Revu sur grand écran, en copie 35 mm de qualité (issue de la Cinémathèque portugaise) pour un jugement revu en très forte hausse. Produit par Universal, Canyon Passage est réalisé en Technicolor par Jacques Tourneur
en 1947, sur la base d'un récit de l'écrivain américain Ernest Haycox, prolifique contributeur de westerns (il a écrit Stagecoach
adapté par John Ford).
Les décors de l'Oregon servent de toile de fond à un descriptif psychologique minutieux de personnages emblématiques de l'Ouest (pionniers, commerçants, indiens, hors la loi et justicier). Le scénariste Ernest Pascal et Tourneur brossent un riche et fin portrait de groupe, et de ses individualités.

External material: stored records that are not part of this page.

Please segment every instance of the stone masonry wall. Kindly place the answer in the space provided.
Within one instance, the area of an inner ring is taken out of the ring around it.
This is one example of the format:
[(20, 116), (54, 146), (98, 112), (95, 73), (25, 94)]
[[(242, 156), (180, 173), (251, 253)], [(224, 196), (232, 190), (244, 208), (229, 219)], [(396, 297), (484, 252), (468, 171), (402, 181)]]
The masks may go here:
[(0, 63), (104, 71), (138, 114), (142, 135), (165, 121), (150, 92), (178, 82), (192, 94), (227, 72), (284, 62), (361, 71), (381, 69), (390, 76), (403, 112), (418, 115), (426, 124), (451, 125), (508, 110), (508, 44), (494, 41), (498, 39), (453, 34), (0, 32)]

Névroses, sentiments refoulés, instabilité mentale, utopies envahissent des êtres tourmentés, qui cherchent à faire aboutir leurs projets de société : entreprise foncière, mariage, famille, amis, divertissement. Le héros Dana Andrews,
être puissant, mais aussi énigmatique, est placé sur un pied d'égalité avec ses concitoyens.

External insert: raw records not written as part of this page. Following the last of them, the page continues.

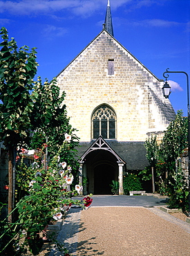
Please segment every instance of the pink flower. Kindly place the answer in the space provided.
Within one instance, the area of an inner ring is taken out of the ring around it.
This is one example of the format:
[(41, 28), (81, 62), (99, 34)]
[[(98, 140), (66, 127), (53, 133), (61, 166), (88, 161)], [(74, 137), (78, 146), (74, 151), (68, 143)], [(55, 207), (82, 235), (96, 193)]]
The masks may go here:
[(45, 149), (48, 147), (48, 144), (46, 144), (46, 143), (43, 143), (42, 146), (44, 147)]
[(16, 162), (17, 162), (19, 159), (20, 159), (20, 156), (16, 156)]
[(71, 135), (69, 135), (68, 134), (65, 134), (65, 140), (67, 141), (68, 143), (70, 143), (71, 140)]
[(83, 190), (82, 185), (75, 185), (75, 190), (77, 191), (78, 194), (79, 194), (79, 192), (82, 191), (82, 190)]
[(22, 154), (27, 154), (28, 153), (28, 150), (25, 149), (24, 148), (21, 148), (21, 150)]
[(67, 185), (71, 185), (73, 181), (74, 177), (72, 174), (70, 174), (69, 176), (66, 179)]
[(93, 202), (93, 199), (91, 198), (90, 196), (86, 196), (86, 197), (84, 197), (84, 199), (83, 199), (83, 201), (84, 201), (84, 205), (85, 207), (88, 207), (91, 205), (91, 204)]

Avec un bémol pour trois "transparents" inutiles, les grands espaces et leurs particularités d'éclairage, de couleurs sont utilisés pour produire des images autoporteuses d'idées et d'émotions, donner un sens visuel à l'histoire. La musique mélancolique du baladin local, armé de sa mandoline, participe également à la construction sonore de cet univers de fiction. La progression physique funèbre de Ward Bond dans un décor naturel de plus en plus rougeâtre constitue une séquence anthologique. L'impression subjective vis à vis de Canyon Passage
: une propension à analyser, très rapidement et de plus en plus profondément, au fil des développements, le conscient et l'inconscient d'individus. Pour au final, proposer une grille de lecture de la société humaine, des rapports sociaux, là et ailleurs, en 1947 et aujourd'hui. L'écriture cinématographique est extrêmement brillante et témoigne du très grand talent de ses contributeurs, notamment de Jacques Tourneur.
Disons qu'il est dans le zig et moi dans le zag, comme le disait le regretté Thierry Roland.